Zivia Lubetkin


Zivia Lubetkin gives testimony trial
Credit: Yad Vashem

Zivia Lubetkin (1914-1978) was one of the leaders and fighters of the Jewish underground in the Warsaw Ghetto and a founder of the Zydowska Organizacja Bojowa (Jewish Fighting Organisation; ZOB). Born in Beten, in eastern Poland, Lubetkin at an early age joined Freiheit (Dror), a Zionist pioneering youth movement. When World War II broke out she was caught in the Soviet/Russian-occupied part of Poland, but in 1940 she made her way to German occupied Warsaw to take part in her movement’s underground work.

Lubetkin was one of the central figures in the Jewish underground movement in Poland. In 1942 she was one of a small group of Jewish underground members who established the Antifascist Bloc, the first organisation to be established in the Warsaw ghetto that aimed to physically resist the Germans. Later that year, during the Great Deportation from Warsaw, Lubetkin took part in the establishment of the ZOB (the Jewish Fighting Organisation) in the Warsaw ghetto, and played a prominent part in determining its operations and direction.

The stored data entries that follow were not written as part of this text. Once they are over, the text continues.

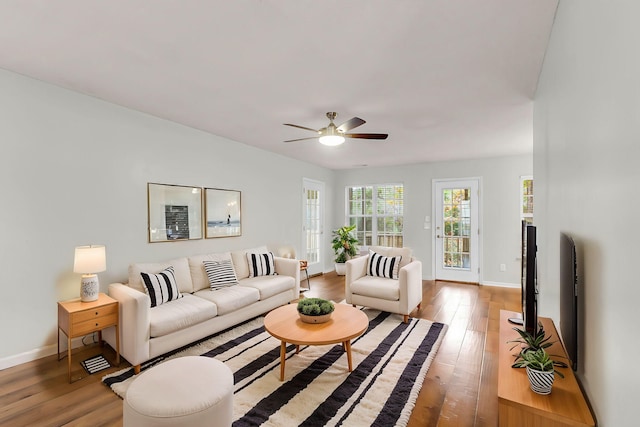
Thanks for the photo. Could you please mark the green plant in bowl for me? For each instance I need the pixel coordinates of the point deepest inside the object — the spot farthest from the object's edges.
(532, 343)
(315, 307)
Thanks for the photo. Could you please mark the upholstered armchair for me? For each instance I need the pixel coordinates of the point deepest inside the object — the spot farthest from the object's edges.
(388, 279)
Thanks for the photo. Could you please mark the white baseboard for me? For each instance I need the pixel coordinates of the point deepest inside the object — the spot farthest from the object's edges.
(501, 284)
(38, 353)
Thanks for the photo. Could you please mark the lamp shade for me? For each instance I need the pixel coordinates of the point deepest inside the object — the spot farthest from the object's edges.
(90, 259)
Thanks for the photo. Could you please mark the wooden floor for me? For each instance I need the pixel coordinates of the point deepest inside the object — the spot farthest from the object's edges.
(460, 388)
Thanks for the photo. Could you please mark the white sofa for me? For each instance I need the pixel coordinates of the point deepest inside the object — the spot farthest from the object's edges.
(147, 332)
(400, 295)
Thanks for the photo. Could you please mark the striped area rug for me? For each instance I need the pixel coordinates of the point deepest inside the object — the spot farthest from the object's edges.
(390, 361)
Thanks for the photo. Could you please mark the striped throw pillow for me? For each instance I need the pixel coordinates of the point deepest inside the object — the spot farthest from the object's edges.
(161, 287)
(382, 266)
(261, 264)
(220, 273)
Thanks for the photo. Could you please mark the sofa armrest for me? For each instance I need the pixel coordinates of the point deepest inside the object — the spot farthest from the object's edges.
(134, 321)
(410, 281)
(289, 267)
(356, 268)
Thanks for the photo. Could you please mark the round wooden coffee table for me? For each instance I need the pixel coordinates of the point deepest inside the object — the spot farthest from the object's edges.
(284, 324)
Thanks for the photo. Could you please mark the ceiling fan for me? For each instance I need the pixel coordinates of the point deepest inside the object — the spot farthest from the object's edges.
(335, 135)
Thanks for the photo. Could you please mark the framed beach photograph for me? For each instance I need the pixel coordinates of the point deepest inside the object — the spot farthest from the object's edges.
(222, 212)
(174, 212)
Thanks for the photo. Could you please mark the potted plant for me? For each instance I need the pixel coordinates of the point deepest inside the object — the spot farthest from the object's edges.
(345, 246)
(528, 341)
(540, 370)
(315, 310)
(532, 342)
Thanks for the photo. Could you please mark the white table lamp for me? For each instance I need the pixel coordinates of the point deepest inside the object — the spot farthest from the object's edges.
(89, 260)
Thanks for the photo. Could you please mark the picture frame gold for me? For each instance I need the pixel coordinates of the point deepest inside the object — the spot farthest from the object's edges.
(174, 212)
(223, 213)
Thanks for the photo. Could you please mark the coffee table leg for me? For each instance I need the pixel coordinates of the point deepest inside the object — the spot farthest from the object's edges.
(347, 346)
(283, 357)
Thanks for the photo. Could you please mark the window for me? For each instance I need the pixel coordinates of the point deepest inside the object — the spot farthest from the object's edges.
(377, 211)
(526, 199)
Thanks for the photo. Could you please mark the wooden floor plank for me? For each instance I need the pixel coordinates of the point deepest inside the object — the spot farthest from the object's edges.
(459, 389)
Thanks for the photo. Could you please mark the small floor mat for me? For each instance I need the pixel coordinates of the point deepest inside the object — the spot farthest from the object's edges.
(95, 364)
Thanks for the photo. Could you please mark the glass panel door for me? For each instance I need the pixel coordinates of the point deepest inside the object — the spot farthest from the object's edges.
(456, 230)
(312, 225)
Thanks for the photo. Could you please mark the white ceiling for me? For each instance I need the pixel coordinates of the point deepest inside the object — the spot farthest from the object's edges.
(447, 79)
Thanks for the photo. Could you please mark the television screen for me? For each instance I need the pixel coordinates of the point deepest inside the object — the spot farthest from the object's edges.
(569, 298)
(529, 279)
(529, 290)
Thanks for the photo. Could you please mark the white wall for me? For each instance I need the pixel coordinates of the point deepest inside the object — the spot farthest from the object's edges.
(74, 171)
(586, 154)
(500, 194)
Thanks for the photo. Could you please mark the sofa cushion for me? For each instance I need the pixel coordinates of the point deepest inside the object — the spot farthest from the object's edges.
(405, 253)
(269, 285)
(377, 287)
(220, 274)
(240, 263)
(179, 314)
(383, 266)
(261, 264)
(161, 287)
(231, 298)
(198, 274)
(180, 267)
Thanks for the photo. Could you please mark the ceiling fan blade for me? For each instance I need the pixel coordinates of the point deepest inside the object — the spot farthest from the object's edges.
(351, 124)
(301, 127)
(300, 139)
(366, 135)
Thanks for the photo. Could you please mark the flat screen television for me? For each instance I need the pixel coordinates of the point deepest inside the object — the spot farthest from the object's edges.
(569, 298)
(528, 280)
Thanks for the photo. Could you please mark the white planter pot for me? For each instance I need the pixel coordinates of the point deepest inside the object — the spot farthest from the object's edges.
(540, 381)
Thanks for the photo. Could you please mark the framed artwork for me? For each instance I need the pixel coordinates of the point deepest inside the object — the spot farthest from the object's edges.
(174, 212)
(222, 212)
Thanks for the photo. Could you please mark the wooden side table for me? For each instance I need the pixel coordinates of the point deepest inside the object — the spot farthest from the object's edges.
(77, 318)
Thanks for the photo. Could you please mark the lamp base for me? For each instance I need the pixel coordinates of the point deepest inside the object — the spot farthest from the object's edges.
(89, 287)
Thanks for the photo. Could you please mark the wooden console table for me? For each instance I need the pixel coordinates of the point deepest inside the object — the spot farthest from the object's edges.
(521, 407)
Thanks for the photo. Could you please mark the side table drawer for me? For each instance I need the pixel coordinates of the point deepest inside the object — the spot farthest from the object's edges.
(92, 325)
(94, 313)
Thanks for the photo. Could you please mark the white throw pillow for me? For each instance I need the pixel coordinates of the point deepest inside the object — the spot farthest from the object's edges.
(261, 264)
(220, 274)
(382, 266)
(161, 287)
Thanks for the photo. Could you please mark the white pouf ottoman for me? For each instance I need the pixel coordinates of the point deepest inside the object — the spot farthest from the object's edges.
(187, 391)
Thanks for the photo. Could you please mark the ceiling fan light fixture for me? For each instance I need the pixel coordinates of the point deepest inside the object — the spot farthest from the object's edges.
(331, 140)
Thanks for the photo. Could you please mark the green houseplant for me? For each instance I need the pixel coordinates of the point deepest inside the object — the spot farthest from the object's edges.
(531, 342)
(540, 370)
(345, 246)
(315, 310)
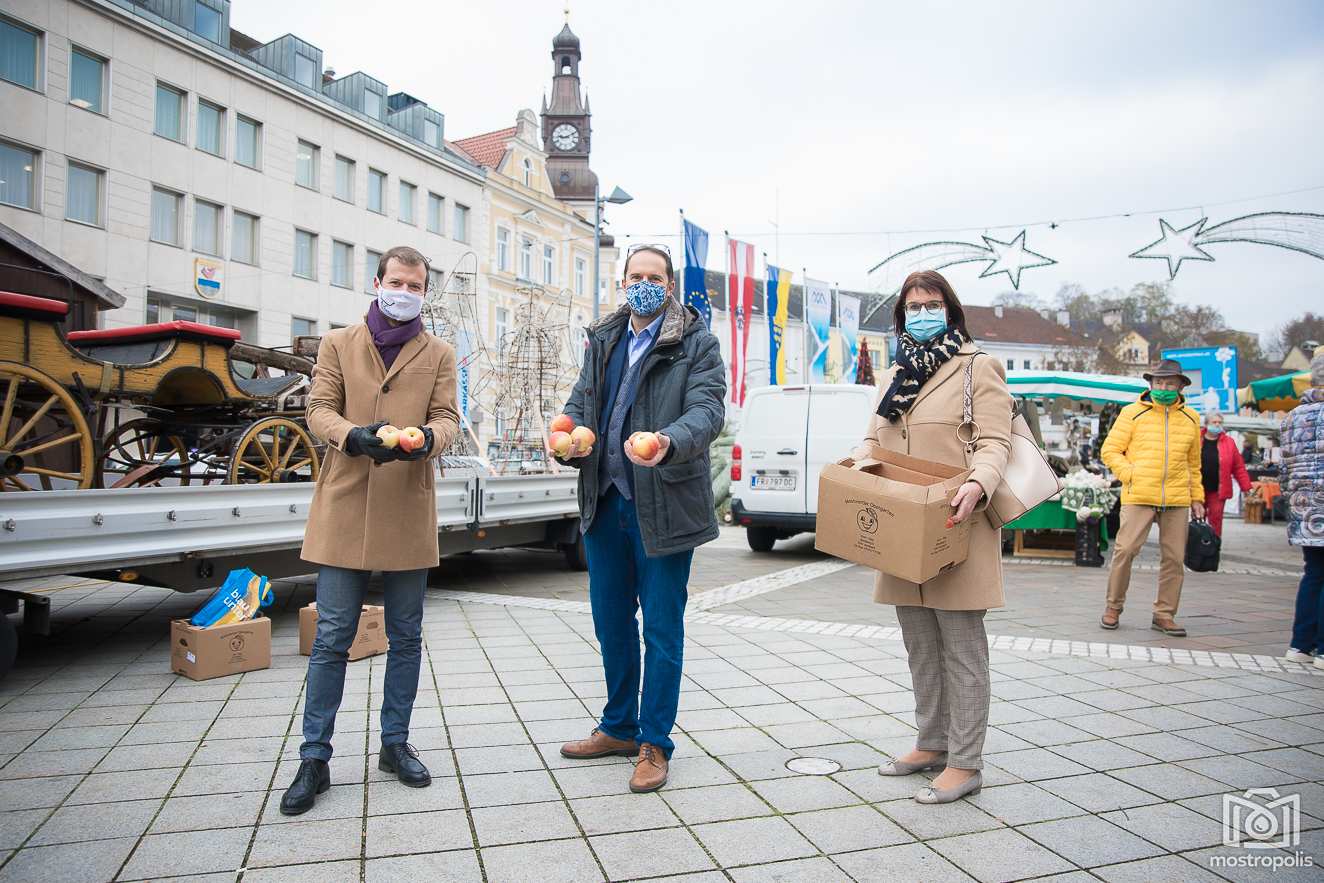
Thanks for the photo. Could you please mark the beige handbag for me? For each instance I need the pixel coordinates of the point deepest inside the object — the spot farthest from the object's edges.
(1028, 478)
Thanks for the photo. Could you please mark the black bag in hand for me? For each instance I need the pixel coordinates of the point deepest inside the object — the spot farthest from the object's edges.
(1202, 547)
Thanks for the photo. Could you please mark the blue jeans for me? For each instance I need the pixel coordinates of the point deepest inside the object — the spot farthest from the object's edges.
(340, 595)
(621, 580)
(1308, 625)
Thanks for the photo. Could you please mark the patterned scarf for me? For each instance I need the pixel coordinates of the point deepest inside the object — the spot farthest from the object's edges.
(916, 363)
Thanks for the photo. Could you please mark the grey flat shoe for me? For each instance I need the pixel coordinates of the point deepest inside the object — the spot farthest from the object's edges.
(931, 794)
(902, 768)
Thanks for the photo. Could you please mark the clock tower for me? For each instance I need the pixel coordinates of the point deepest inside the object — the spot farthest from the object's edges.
(567, 131)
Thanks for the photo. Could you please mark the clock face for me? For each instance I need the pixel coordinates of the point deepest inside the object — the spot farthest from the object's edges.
(564, 137)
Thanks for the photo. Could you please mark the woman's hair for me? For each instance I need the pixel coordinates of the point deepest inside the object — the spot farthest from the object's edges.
(934, 282)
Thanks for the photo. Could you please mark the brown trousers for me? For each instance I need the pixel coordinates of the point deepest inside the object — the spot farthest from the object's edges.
(1172, 543)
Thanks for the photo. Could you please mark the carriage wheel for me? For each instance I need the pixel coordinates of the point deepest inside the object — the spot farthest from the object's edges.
(274, 450)
(139, 454)
(45, 442)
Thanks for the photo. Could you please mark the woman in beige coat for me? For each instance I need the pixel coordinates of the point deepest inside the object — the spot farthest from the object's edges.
(919, 408)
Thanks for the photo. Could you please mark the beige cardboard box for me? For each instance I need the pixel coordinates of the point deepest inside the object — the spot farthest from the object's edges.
(890, 514)
(370, 640)
(224, 650)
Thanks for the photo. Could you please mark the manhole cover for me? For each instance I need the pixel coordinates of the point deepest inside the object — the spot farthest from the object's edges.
(813, 765)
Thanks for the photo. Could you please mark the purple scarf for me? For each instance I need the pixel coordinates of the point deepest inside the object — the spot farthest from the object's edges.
(391, 338)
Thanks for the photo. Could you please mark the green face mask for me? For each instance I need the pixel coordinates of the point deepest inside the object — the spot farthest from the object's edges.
(1164, 396)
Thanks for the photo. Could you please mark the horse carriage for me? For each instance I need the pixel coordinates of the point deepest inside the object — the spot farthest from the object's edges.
(176, 404)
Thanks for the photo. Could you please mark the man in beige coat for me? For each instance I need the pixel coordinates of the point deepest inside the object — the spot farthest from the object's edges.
(374, 510)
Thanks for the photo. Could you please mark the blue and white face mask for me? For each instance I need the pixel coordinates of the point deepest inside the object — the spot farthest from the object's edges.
(645, 298)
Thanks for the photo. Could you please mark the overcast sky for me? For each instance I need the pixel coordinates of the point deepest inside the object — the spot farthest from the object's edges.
(881, 117)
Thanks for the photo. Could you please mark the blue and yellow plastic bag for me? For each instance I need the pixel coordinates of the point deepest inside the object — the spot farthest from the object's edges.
(238, 600)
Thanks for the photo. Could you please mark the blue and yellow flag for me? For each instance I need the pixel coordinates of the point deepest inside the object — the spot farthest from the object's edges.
(777, 307)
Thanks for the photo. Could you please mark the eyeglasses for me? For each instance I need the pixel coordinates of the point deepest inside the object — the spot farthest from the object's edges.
(932, 307)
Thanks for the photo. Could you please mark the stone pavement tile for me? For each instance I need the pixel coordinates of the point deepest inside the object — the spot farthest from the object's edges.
(1021, 804)
(68, 863)
(998, 855)
(544, 862)
(665, 851)
(804, 793)
(904, 863)
(1098, 792)
(1171, 781)
(420, 833)
(1090, 841)
(188, 853)
(848, 829)
(213, 810)
(1169, 825)
(714, 804)
(752, 841)
(444, 867)
(1165, 867)
(95, 822)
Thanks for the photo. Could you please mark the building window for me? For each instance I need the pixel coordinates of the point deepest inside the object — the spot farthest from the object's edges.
(436, 205)
(20, 54)
(170, 113)
(342, 265)
(211, 127)
(207, 227)
(207, 21)
(306, 159)
(245, 238)
(502, 249)
(86, 81)
(306, 254)
(460, 231)
(248, 142)
(370, 269)
(167, 208)
(86, 192)
(376, 191)
(407, 200)
(344, 179)
(17, 176)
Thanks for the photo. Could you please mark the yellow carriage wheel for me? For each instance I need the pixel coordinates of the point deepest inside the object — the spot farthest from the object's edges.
(45, 442)
(274, 450)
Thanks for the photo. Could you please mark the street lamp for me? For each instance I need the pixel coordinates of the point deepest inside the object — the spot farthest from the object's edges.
(617, 197)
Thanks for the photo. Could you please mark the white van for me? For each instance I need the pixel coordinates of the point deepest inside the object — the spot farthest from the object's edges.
(788, 434)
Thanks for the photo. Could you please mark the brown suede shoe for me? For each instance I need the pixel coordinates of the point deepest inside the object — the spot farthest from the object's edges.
(599, 744)
(649, 769)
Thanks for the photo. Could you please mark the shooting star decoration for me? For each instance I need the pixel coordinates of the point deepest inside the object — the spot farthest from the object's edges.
(1294, 231)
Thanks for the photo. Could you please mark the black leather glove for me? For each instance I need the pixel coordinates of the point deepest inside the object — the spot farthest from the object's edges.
(362, 441)
(419, 453)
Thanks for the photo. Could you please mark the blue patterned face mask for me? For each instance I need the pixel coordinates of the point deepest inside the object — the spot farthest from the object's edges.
(645, 298)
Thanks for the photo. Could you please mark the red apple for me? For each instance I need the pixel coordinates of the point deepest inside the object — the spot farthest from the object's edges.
(412, 438)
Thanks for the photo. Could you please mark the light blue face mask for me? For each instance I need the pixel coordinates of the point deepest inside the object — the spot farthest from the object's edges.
(645, 298)
(926, 326)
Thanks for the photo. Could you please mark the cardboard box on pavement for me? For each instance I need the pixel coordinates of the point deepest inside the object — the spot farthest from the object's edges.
(890, 514)
(223, 650)
(368, 641)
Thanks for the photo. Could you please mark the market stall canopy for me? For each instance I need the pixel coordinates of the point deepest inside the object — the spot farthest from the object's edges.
(1070, 384)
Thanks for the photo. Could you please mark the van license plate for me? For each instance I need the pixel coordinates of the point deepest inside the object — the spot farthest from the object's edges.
(773, 482)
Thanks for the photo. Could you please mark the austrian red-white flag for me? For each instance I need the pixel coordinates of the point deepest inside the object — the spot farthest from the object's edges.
(740, 309)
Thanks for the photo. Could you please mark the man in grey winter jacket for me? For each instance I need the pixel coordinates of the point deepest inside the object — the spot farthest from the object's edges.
(654, 367)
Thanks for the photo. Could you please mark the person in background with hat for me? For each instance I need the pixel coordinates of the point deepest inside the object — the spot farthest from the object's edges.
(1153, 448)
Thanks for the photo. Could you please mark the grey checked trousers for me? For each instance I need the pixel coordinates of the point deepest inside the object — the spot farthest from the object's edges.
(948, 654)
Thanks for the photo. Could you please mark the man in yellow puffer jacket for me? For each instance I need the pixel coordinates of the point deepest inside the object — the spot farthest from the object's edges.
(1153, 448)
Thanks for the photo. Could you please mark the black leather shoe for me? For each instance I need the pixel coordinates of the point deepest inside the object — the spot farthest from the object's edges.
(403, 760)
(313, 779)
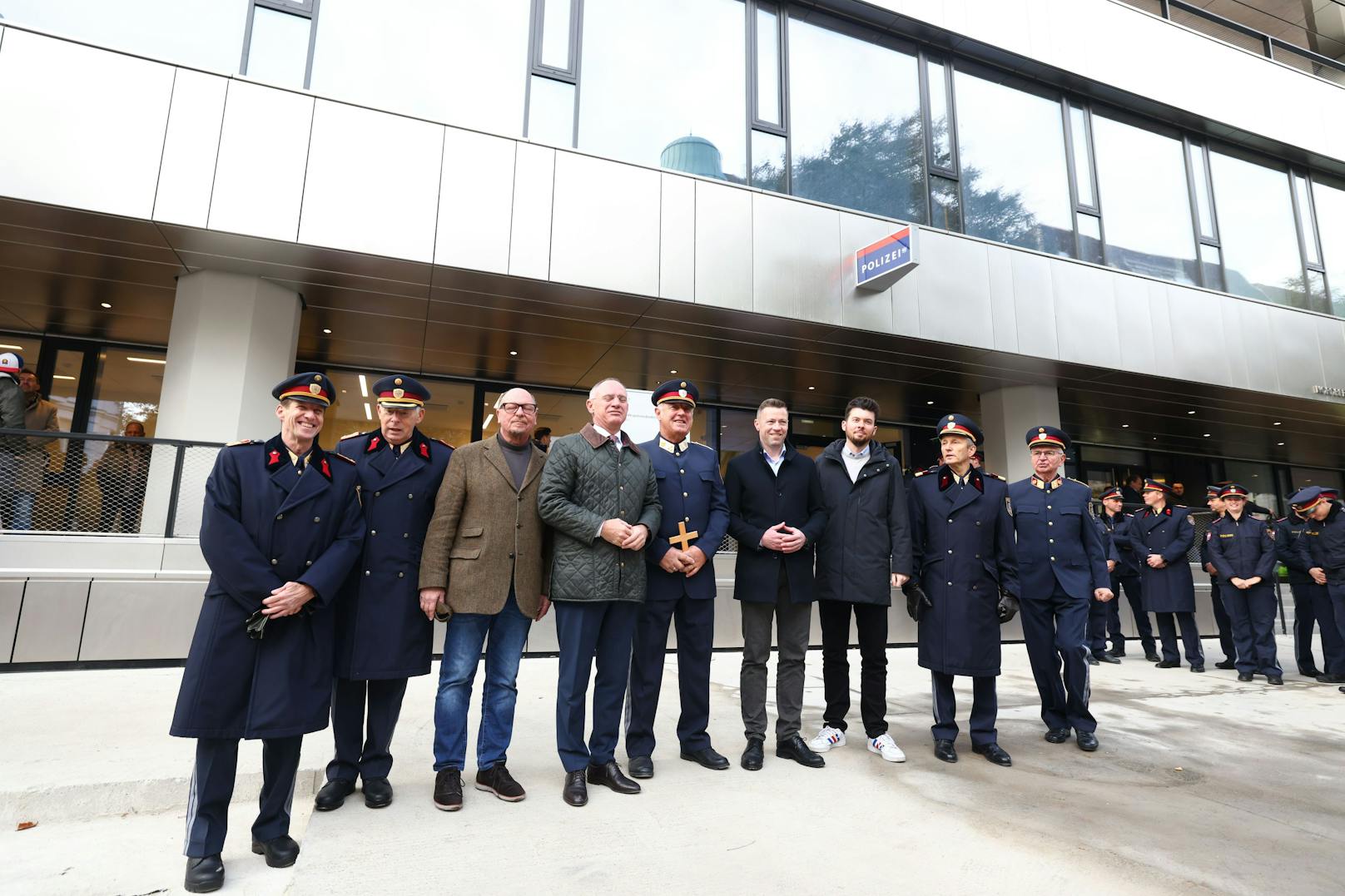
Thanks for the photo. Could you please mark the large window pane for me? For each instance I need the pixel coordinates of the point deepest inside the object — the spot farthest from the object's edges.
(1257, 230)
(414, 57)
(1146, 205)
(659, 72)
(1015, 181)
(854, 121)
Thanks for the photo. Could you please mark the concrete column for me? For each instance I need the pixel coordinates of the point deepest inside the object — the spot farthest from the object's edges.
(1005, 418)
(233, 338)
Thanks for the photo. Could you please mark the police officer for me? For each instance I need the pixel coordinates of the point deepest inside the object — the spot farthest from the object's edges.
(1243, 551)
(382, 636)
(280, 532)
(1124, 576)
(1312, 603)
(1061, 568)
(965, 584)
(679, 587)
(1159, 537)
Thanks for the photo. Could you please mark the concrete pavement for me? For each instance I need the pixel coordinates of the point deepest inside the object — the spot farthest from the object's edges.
(1201, 785)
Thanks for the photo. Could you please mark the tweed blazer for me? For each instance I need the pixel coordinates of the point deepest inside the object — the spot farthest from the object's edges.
(486, 533)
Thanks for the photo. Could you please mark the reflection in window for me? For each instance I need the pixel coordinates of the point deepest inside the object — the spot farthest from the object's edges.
(1142, 181)
(1015, 185)
(854, 120)
(641, 95)
(1257, 230)
(409, 56)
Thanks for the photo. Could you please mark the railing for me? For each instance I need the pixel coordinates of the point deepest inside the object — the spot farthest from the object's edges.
(76, 483)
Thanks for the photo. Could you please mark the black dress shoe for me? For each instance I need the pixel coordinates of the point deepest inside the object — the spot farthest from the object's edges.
(611, 776)
(576, 791)
(332, 795)
(205, 874)
(378, 793)
(795, 748)
(707, 758)
(995, 752)
(753, 755)
(280, 852)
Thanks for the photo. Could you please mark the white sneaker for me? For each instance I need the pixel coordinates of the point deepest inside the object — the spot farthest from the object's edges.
(886, 747)
(826, 739)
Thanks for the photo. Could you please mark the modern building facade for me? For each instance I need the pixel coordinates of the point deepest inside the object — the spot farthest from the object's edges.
(1130, 222)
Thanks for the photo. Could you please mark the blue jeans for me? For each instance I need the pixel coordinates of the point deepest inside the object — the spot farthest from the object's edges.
(463, 641)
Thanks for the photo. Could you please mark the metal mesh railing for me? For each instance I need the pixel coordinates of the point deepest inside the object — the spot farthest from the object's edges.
(57, 482)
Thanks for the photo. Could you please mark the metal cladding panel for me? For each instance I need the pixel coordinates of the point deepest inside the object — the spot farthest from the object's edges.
(371, 183)
(722, 246)
(530, 231)
(606, 225)
(677, 239)
(795, 260)
(82, 126)
(1085, 307)
(191, 144)
(475, 200)
(50, 621)
(262, 156)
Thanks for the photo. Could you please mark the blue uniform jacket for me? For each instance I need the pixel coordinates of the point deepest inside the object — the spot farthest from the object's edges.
(266, 523)
(692, 493)
(962, 553)
(1170, 534)
(381, 631)
(1057, 538)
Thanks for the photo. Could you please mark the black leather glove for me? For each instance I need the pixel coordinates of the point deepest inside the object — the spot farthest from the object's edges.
(916, 599)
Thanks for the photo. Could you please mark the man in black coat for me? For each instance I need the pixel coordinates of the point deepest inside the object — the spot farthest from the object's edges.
(777, 514)
(864, 553)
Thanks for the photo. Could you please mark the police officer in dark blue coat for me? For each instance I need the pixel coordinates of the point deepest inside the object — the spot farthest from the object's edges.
(679, 586)
(280, 530)
(1312, 603)
(1061, 568)
(1243, 551)
(963, 586)
(1159, 537)
(382, 636)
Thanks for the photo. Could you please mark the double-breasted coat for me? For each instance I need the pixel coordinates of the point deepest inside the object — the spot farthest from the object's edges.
(1169, 533)
(963, 553)
(381, 631)
(266, 523)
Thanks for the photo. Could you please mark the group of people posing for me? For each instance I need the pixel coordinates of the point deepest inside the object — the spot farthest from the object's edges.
(329, 569)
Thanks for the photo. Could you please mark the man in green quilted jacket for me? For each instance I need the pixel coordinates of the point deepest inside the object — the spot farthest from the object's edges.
(600, 497)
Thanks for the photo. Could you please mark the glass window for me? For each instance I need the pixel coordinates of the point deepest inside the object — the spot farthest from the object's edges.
(1142, 181)
(642, 95)
(854, 120)
(1257, 230)
(207, 34)
(279, 47)
(409, 57)
(1015, 187)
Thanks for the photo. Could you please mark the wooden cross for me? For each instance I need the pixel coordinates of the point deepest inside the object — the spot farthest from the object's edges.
(682, 538)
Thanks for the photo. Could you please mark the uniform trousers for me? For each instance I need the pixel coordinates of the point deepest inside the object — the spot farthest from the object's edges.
(364, 748)
(1251, 614)
(213, 787)
(694, 621)
(1054, 630)
(871, 626)
(985, 708)
(1189, 636)
(588, 631)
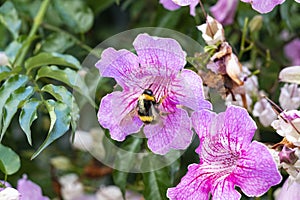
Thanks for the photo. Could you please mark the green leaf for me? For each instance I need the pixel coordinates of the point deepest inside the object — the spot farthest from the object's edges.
(12, 104)
(27, 116)
(9, 18)
(75, 14)
(59, 125)
(67, 76)
(125, 161)
(9, 86)
(51, 58)
(156, 184)
(12, 50)
(57, 42)
(63, 95)
(9, 160)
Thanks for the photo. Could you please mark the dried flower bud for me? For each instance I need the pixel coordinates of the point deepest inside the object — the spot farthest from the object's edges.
(287, 155)
(212, 31)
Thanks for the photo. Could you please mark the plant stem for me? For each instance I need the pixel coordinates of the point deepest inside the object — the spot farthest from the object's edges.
(36, 23)
(244, 33)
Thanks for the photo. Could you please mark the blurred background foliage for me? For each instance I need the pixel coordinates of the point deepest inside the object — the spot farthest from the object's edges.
(68, 32)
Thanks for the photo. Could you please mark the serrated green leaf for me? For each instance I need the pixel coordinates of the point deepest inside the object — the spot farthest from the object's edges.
(67, 76)
(9, 18)
(56, 42)
(9, 86)
(63, 95)
(12, 50)
(10, 161)
(60, 122)
(12, 104)
(75, 14)
(156, 184)
(27, 116)
(45, 58)
(124, 160)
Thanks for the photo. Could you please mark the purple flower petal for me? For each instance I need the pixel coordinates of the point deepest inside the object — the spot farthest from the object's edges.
(120, 65)
(6, 184)
(225, 190)
(227, 8)
(159, 56)
(173, 131)
(227, 160)
(116, 113)
(203, 128)
(256, 174)
(29, 190)
(169, 4)
(191, 186)
(289, 190)
(264, 6)
(238, 127)
(187, 90)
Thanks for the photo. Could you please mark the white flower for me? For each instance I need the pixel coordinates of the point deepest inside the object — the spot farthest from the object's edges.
(3, 59)
(212, 32)
(239, 101)
(109, 193)
(9, 194)
(71, 187)
(288, 125)
(263, 110)
(289, 98)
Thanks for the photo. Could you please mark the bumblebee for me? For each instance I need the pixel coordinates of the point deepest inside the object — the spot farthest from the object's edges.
(147, 107)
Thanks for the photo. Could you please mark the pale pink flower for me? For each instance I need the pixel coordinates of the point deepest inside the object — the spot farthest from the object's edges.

Lubetkin fought in the first armed resistance action launched by the ZOB in January 1943, and in the Warsaw Ghetto Uprising in April of that year. In the aftermath of the rebellion, while the ghetto was being burned by the Nazis, she served as a courier undertaking dangerous journeys to different locations in the ghetto. The remnant of the ghetto population, as well as the fighters of the underground resistance had dug themselves into bunkers. Lubetkin travelled between the bunkers maintaining communication between the leaders of the rebellion, and the fighters who continued to oppose the Germans. She was among the remnant of the ghetto fighters to make it to the Polish side of Warsaw, by way of the sewers.